It may seem like the first day of school was only a couple of weeks ago, or it may seem like the year is dragging on; but either way the middle of the semester is here. Some kids are always excited for school lunch, others prefer to bring a packed lunch and some get tired of school food around this halfway point and decide that they want to start bringing their lunch. No matter which category your child falls under, if you are wanting to teach your child how to eat right or even if you just want to lose weight yourself, packing a lunch is probably your best option. There are even guidelines that make it simple to pack a healthy lunch full of diet foods for picky eaters and diet foods for lunch.
Every low calorie and healthy school lunch should include:
- A healthy source of protein
- One or more pieces of produce
- A healthy source of calcium
- A fun food
Here are some tips and suggestions to help you follow these guidelines and create a low calorie lunch that your child, or maybe even yourself will enjoy!
- A healthy source of protein
- Turkey, ham, chicken, roast beef, tuna salad and peanut butter sandwiches are all great sources of protein, just be sure to avoid lunch meats with a lot of sodium and preservatives. Also be sure to stick to whole grain bread, wraps or pitas, add on plenty of fresh veggies, and stay away from regular mayo!
- There are plenty of healthy recipes for tuna and chicken salads out there, so don’t be afraid to look one up and try something new, our Skinny Jane challenges even come with healthy recipes for lunch, along with every other meal!
- Carrots, celery sticks, sweet bell peppers, cherry tomatoes and broccoli are all great veggies to throw in a sack lunch, especially if you pair them with hummus or a low-fat salad dressing for dipping!

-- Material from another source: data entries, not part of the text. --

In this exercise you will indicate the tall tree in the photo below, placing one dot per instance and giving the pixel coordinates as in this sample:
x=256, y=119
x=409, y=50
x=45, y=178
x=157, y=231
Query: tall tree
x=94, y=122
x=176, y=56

- While all fruits are considered diet foods for picky eaters, the best fruits are berries, cherries, plums, citrus, kiwi, apples, grapes and mangos.
- Low fat cheese are a great source of calcium, whether it be cubes or the cheese sticks that we all love.
- Low fat yogurt is another fun way to incorporate calcium into a packed lunch, especially if you choose the squeezable or drinkable varieties.
- Skim milk, calcium fortified soy milk and calcium fortified orange juice are great drink choices to sneak in with the diet foods for lunch to make sure that you are getting enough calcium.
- A small piece of dark chocolate, small portion of trail mix, a granola bar, box of raisins, other dried fruit or dry cereal, baked chips or goldfish are all fun snacks to throw in to a packed lunch so that you don’t feel like you are missing out!
Make sure you let your child help in picking out the foods for their lunch, it will teach them how to eat right at a young age! The most important thing when packing a low calorie lunch with healthy recipes is to be creative and have variety! Make fruit kebabs, mix up the veggies and other foods you put in so that your child or yourself doesn’t get bored and tempted to eat unhealthy foods later in the day. Eating a healthy lunch is an easy way that can help you to lose weight and become healthier overall, so take a simple step today are start packing healthy lunches.